An MP has floated the idea of creating an independent body to support parliament’s oversight of the Financial Conduct Authority and Prudential Regulation Authority.
In a Treasury committee evidence session on the future of financial services yesterday (April 26), Dame Angela Eagle asked Edwin Schooling Latter, the director of markets and wholesale policy & supervision at the FCA, whether an independent body should be set up to aid parliament in understanding the technicalities of regulation.
She said: “Do you think it's worthwhile, that an independent body be set up that reports to parliament independently of regulators, [to monitor] how things are going so that we can actually have the [necessary] technical support...given the very technical nature and the sheer volume of the regulation that you're doing.”
Eagle added that due to the technical nature of regulation, the FCA’s consultations tend only to be responded to by lawyers and people with an interest in a particular part of financial services.
“The consumer rarely gets a voice,” she said.

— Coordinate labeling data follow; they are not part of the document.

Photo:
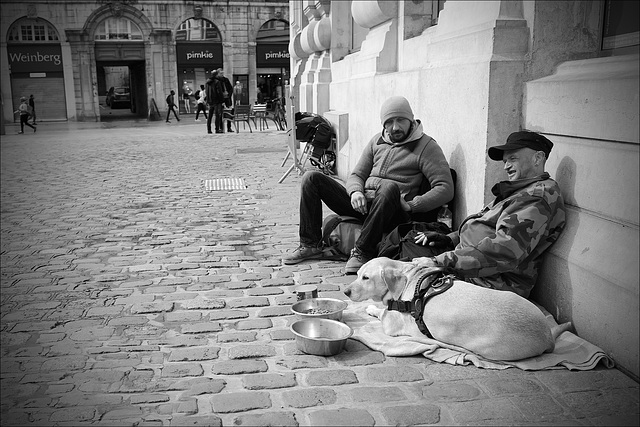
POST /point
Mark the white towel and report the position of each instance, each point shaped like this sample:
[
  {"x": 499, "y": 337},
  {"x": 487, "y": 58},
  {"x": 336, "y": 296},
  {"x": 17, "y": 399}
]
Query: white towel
[{"x": 571, "y": 352}]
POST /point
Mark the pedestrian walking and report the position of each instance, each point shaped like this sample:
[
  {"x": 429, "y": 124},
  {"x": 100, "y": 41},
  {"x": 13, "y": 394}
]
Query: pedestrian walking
[
  {"x": 171, "y": 105},
  {"x": 215, "y": 99},
  {"x": 227, "y": 92},
  {"x": 23, "y": 109},
  {"x": 201, "y": 96},
  {"x": 186, "y": 96},
  {"x": 237, "y": 93},
  {"x": 32, "y": 109}
]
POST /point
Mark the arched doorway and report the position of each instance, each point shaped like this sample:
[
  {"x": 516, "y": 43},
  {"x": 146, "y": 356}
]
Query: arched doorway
[
  {"x": 272, "y": 60},
  {"x": 35, "y": 60},
  {"x": 198, "y": 53},
  {"x": 120, "y": 69}
]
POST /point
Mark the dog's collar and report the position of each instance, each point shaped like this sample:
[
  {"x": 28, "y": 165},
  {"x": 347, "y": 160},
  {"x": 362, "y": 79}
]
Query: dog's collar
[{"x": 429, "y": 283}]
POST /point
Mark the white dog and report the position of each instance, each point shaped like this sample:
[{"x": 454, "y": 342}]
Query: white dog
[{"x": 497, "y": 325}]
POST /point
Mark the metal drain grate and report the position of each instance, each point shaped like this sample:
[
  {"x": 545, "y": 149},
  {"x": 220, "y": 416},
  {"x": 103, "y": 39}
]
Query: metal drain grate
[{"x": 224, "y": 184}]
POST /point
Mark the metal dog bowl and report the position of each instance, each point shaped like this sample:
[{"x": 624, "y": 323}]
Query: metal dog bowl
[
  {"x": 319, "y": 308},
  {"x": 322, "y": 337}
]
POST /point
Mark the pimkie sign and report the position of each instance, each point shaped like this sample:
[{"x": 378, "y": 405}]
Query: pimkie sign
[
  {"x": 35, "y": 58},
  {"x": 272, "y": 55},
  {"x": 199, "y": 54}
]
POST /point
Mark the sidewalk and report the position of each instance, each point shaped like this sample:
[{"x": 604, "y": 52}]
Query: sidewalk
[{"x": 131, "y": 295}]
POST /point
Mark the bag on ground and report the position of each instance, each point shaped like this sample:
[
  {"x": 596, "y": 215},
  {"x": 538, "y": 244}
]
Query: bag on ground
[
  {"x": 340, "y": 233},
  {"x": 400, "y": 243}
]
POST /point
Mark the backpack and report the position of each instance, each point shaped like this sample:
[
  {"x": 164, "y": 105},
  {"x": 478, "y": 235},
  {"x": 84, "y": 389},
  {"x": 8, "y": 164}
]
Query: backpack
[
  {"x": 400, "y": 243},
  {"x": 339, "y": 233},
  {"x": 314, "y": 129}
]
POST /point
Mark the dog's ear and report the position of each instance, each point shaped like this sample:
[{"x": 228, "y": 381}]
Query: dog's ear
[{"x": 395, "y": 280}]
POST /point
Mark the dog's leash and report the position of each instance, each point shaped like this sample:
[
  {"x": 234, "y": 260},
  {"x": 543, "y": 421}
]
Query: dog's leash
[{"x": 429, "y": 284}]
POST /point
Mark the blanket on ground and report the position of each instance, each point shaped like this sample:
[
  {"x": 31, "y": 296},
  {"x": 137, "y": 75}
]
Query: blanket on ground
[{"x": 571, "y": 352}]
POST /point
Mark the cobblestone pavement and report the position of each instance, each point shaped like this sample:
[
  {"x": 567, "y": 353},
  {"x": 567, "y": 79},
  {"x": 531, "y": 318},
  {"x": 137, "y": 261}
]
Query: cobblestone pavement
[{"x": 132, "y": 296}]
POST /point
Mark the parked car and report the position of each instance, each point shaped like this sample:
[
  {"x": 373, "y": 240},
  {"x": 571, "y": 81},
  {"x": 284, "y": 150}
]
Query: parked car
[{"x": 119, "y": 97}]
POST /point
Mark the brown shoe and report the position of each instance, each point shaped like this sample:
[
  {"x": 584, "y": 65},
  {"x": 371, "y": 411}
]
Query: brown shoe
[{"x": 303, "y": 253}]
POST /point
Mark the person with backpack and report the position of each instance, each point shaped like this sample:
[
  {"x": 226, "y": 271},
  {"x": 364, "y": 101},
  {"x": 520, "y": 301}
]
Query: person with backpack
[
  {"x": 215, "y": 99},
  {"x": 383, "y": 190},
  {"x": 227, "y": 90},
  {"x": 201, "y": 102},
  {"x": 171, "y": 106},
  {"x": 23, "y": 109}
]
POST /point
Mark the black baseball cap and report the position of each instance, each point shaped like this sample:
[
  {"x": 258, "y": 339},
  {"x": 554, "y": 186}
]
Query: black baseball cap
[{"x": 522, "y": 139}]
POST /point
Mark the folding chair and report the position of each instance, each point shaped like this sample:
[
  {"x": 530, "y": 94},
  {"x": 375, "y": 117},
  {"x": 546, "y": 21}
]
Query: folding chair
[{"x": 242, "y": 113}]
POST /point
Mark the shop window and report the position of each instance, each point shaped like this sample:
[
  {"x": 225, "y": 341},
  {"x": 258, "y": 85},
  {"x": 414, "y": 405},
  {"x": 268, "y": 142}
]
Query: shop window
[
  {"x": 32, "y": 30},
  {"x": 118, "y": 29},
  {"x": 194, "y": 29}
]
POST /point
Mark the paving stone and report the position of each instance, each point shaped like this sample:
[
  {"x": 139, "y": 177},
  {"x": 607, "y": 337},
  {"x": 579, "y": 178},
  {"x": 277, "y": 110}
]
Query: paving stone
[
  {"x": 196, "y": 420},
  {"x": 302, "y": 362},
  {"x": 234, "y": 367},
  {"x": 193, "y": 353},
  {"x": 179, "y": 370},
  {"x": 451, "y": 391},
  {"x": 240, "y": 402},
  {"x": 393, "y": 374},
  {"x": 330, "y": 377},
  {"x": 377, "y": 394},
  {"x": 359, "y": 358},
  {"x": 254, "y": 324},
  {"x": 342, "y": 417},
  {"x": 268, "y": 419},
  {"x": 307, "y": 397},
  {"x": 251, "y": 351},
  {"x": 151, "y": 307},
  {"x": 199, "y": 328},
  {"x": 248, "y": 336},
  {"x": 408, "y": 415},
  {"x": 228, "y": 314}
]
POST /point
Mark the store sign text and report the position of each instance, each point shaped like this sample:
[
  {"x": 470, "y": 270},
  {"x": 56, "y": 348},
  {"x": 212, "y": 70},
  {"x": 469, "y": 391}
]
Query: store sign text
[{"x": 34, "y": 58}]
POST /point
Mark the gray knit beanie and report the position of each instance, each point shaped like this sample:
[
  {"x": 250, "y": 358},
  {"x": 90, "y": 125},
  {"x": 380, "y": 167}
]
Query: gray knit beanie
[{"x": 396, "y": 106}]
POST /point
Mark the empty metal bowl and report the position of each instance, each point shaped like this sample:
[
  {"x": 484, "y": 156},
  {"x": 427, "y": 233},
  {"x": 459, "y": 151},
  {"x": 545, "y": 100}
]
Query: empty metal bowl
[
  {"x": 321, "y": 337},
  {"x": 319, "y": 308}
]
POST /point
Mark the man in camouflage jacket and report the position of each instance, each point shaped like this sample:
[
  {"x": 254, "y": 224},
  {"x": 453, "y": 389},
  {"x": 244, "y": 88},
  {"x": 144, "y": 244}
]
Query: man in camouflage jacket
[{"x": 501, "y": 247}]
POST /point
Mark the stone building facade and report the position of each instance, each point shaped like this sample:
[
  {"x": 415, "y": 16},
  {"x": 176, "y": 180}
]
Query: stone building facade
[
  {"x": 69, "y": 54},
  {"x": 475, "y": 71}
]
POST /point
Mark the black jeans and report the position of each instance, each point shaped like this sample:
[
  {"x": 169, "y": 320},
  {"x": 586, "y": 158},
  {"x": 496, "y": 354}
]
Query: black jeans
[
  {"x": 202, "y": 108},
  {"x": 172, "y": 108},
  {"x": 385, "y": 211},
  {"x": 215, "y": 110}
]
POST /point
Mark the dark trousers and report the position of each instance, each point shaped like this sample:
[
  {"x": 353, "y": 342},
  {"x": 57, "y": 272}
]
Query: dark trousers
[
  {"x": 172, "y": 108},
  {"x": 385, "y": 211},
  {"x": 202, "y": 108},
  {"x": 24, "y": 120},
  {"x": 215, "y": 110}
]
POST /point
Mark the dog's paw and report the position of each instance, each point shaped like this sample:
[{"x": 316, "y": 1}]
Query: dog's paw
[{"x": 374, "y": 311}]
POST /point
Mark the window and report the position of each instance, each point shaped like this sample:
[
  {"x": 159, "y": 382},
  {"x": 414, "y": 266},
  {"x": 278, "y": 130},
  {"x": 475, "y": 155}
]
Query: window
[
  {"x": 621, "y": 27},
  {"x": 118, "y": 29},
  {"x": 32, "y": 30},
  {"x": 198, "y": 29}
]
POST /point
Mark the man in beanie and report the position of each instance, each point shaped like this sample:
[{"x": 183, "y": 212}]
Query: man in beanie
[
  {"x": 383, "y": 189},
  {"x": 502, "y": 246}
]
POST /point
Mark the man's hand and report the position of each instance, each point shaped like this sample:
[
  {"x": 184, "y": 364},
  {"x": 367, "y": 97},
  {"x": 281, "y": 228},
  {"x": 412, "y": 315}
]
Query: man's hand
[
  {"x": 424, "y": 262},
  {"x": 359, "y": 202},
  {"x": 433, "y": 239}
]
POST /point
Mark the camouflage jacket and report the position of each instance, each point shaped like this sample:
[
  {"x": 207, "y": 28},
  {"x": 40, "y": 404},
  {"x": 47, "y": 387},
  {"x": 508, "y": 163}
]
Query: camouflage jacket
[{"x": 501, "y": 247}]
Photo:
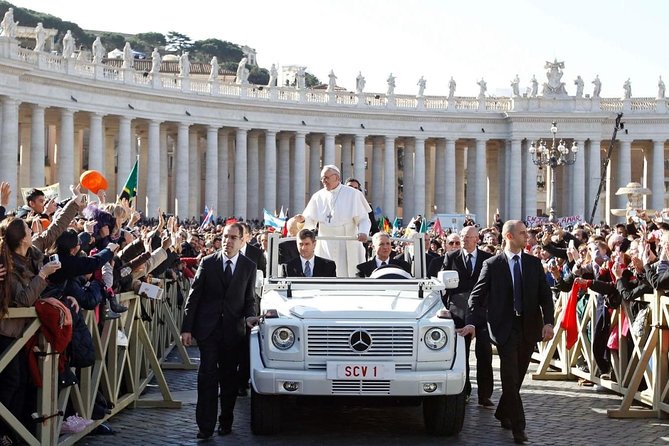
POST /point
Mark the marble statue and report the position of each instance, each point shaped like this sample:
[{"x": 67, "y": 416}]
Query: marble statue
[
  {"x": 68, "y": 45},
  {"x": 332, "y": 80},
  {"x": 40, "y": 37},
  {"x": 300, "y": 77},
  {"x": 273, "y": 75},
  {"x": 535, "y": 87},
  {"x": 627, "y": 88},
  {"x": 483, "y": 87},
  {"x": 128, "y": 56},
  {"x": 515, "y": 85},
  {"x": 8, "y": 24},
  {"x": 579, "y": 86},
  {"x": 359, "y": 83},
  {"x": 421, "y": 86},
  {"x": 391, "y": 85},
  {"x": 660, "y": 89},
  {"x": 184, "y": 64},
  {"x": 98, "y": 51},
  {"x": 156, "y": 60},
  {"x": 451, "y": 88},
  {"x": 598, "y": 87},
  {"x": 554, "y": 86}
]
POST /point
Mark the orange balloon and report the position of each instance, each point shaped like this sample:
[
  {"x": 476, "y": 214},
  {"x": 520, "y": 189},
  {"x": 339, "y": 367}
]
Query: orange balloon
[{"x": 93, "y": 180}]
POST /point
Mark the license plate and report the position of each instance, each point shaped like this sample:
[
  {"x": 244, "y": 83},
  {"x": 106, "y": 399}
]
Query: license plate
[{"x": 360, "y": 370}]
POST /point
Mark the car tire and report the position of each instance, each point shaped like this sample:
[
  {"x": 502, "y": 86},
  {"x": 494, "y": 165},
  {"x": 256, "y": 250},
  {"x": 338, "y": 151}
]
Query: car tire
[
  {"x": 265, "y": 413},
  {"x": 444, "y": 415}
]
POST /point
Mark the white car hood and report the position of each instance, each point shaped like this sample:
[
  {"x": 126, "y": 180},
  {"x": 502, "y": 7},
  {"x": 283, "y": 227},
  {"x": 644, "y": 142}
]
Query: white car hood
[{"x": 332, "y": 305}]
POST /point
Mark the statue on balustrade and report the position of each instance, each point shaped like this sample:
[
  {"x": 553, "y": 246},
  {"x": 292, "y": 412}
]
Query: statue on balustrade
[
  {"x": 184, "y": 64},
  {"x": 68, "y": 45},
  {"x": 98, "y": 51},
  {"x": 598, "y": 87},
  {"x": 128, "y": 56},
  {"x": 8, "y": 24},
  {"x": 273, "y": 75},
  {"x": 554, "y": 86},
  {"x": 332, "y": 81},
  {"x": 359, "y": 83},
  {"x": 483, "y": 87},
  {"x": 40, "y": 37},
  {"x": 421, "y": 86},
  {"x": 391, "y": 85},
  {"x": 660, "y": 88},
  {"x": 515, "y": 86},
  {"x": 579, "y": 86},
  {"x": 627, "y": 89},
  {"x": 242, "y": 72},
  {"x": 451, "y": 88},
  {"x": 156, "y": 60}
]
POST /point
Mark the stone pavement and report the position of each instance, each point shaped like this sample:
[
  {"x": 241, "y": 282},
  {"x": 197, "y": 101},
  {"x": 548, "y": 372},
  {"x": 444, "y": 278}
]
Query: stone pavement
[{"x": 558, "y": 413}]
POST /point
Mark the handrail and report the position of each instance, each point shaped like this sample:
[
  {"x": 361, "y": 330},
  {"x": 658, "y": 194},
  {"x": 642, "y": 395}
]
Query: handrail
[
  {"x": 121, "y": 374},
  {"x": 640, "y": 371}
]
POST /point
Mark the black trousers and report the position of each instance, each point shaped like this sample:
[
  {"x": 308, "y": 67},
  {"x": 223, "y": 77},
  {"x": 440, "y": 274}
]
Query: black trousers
[
  {"x": 216, "y": 380},
  {"x": 514, "y": 357}
]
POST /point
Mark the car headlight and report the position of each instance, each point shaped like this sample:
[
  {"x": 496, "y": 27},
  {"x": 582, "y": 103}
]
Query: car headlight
[
  {"x": 435, "y": 338},
  {"x": 283, "y": 338}
]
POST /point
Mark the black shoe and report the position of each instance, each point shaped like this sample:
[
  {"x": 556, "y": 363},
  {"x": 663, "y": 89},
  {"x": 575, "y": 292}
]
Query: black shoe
[
  {"x": 519, "y": 437},
  {"x": 486, "y": 403}
]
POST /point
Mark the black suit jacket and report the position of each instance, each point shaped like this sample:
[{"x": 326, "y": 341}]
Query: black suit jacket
[
  {"x": 491, "y": 299},
  {"x": 210, "y": 299},
  {"x": 322, "y": 268},
  {"x": 367, "y": 268}
]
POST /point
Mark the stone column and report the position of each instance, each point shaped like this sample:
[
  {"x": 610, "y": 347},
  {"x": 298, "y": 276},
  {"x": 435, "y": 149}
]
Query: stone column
[
  {"x": 328, "y": 150},
  {"x": 299, "y": 184},
  {"x": 284, "y": 184},
  {"x": 657, "y": 175},
  {"x": 253, "y": 181},
  {"x": 270, "y": 170},
  {"x": 65, "y": 151},
  {"x": 125, "y": 144},
  {"x": 37, "y": 145},
  {"x": 408, "y": 205},
  {"x": 515, "y": 180},
  {"x": 181, "y": 163},
  {"x": 359, "y": 159},
  {"x": 241, "y": 169},
  {"x": 376, "y": 176},
  {"x": 419, "y": 177},
  {"x": 389, "y": 179},
  {"x": 346, "y": 158},
  {"x": 315, "y": 163}
]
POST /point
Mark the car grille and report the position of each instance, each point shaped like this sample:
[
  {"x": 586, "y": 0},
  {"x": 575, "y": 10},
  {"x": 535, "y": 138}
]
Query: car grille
[
  {"x": 346, "y": 387},
  {"x": 388, "y": 341}
]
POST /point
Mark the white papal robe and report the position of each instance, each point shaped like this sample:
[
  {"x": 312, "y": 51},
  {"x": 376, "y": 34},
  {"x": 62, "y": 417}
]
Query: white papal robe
[{"x": 342, "y": 211}]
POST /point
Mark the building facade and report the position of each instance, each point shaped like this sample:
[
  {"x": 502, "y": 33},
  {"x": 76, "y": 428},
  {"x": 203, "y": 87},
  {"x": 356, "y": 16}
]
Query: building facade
[{"x": 242, "y": 148}]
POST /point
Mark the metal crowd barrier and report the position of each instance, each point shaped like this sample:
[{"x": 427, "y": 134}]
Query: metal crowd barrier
[
  {"x": 120, "y": 373},
  {"x": 640, "y": 368}
]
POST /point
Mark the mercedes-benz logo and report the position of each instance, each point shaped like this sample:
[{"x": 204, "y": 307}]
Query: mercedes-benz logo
[{"x": 360, "y": 341}]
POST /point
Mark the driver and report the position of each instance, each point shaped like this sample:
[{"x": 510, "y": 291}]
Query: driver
[{"x": 383, "y": 249}]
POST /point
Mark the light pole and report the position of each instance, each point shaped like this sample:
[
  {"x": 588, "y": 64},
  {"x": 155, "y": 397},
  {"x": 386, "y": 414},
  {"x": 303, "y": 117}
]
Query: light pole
[{"x": 556, "y": 155}]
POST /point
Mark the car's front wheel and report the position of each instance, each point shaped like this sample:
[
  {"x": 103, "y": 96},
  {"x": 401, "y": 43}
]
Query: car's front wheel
[
  {"x": 444, "y": 415},
  {"x": 265, "y": 413}
]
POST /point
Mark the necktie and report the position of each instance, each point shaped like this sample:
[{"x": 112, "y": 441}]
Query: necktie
[{"x": 517, "y": 286}]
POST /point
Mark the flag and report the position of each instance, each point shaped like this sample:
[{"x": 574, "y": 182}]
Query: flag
[
  {"x": 272, "y": 221},
  {"x": 130, "y": 189}
]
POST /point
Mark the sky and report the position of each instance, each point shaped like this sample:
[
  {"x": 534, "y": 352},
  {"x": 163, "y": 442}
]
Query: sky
[{"x": 438, "y": 39}]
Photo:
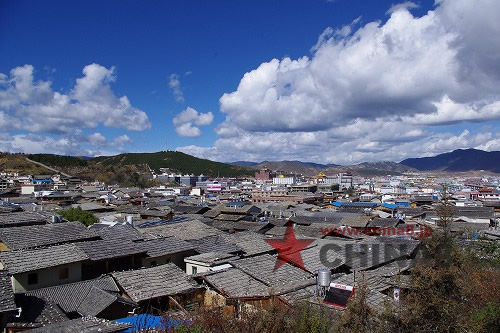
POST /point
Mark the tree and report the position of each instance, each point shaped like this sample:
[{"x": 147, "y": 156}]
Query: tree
[{"x": 77, "y": 214}]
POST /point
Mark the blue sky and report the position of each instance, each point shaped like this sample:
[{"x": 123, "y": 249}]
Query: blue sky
[{"x": 167, "y": 57}]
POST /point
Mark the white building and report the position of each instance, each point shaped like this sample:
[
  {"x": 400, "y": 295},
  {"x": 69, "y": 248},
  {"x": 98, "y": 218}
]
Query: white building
[
  {"x": 282, "y": 180},
  {"x": 344, "y": 180}
]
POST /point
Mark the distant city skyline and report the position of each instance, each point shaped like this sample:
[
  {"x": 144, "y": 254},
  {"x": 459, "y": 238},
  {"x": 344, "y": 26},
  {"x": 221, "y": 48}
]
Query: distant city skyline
[{"x": 318, "y": 81}]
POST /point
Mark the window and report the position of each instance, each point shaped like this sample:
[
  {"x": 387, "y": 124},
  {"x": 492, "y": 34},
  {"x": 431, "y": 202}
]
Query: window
[
  {"x": 63, "y": 273},
  {"x": 33, "y": 278}
]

In response, Schooling Latter highlighted that the regulator already has a number of checks and balances, including independent members on its board, as well as statutory consumer panels.
He said: “We would be concerned about anything that made it more difficult for us to make changes to the rules when stakeholders wanted us to do that...we're rarely criticised for being too quick to act in terms of making sure that our regulatory framework keeps pace with the needs of the consumers and businesses that it needs to serve.”
The evidence session is part of the parliamentary inquiry into the future of financial services after the Brexit transition period ends.
It is examining how financial services regulations should be set and scrutinised by parliament, and will consider how regulators are funded and the extent to which financial services regulation should be consumer-focussed.
Steve Baker MP said the committee had received a number of submissions to the consultation in favour of creating new parliamentary committees to scrutinise the work of the regulators in addition to the Treasury committee.
In response, Schooling Latter said it was up to parliament to decide through which committees the FCA was scrutinised.
He added: “From where I sit, the way that challenge is changing is not so much in terms of the type of scrutiny that's required, but the breadth or width of the subjects that need to be covered.
"But there will of course, be an extra 40 files [of regulation when the EU regulation is on-shored to the UK] that probably warrant a little bit of parliamentary engagement. So how to address that challenge," he asked.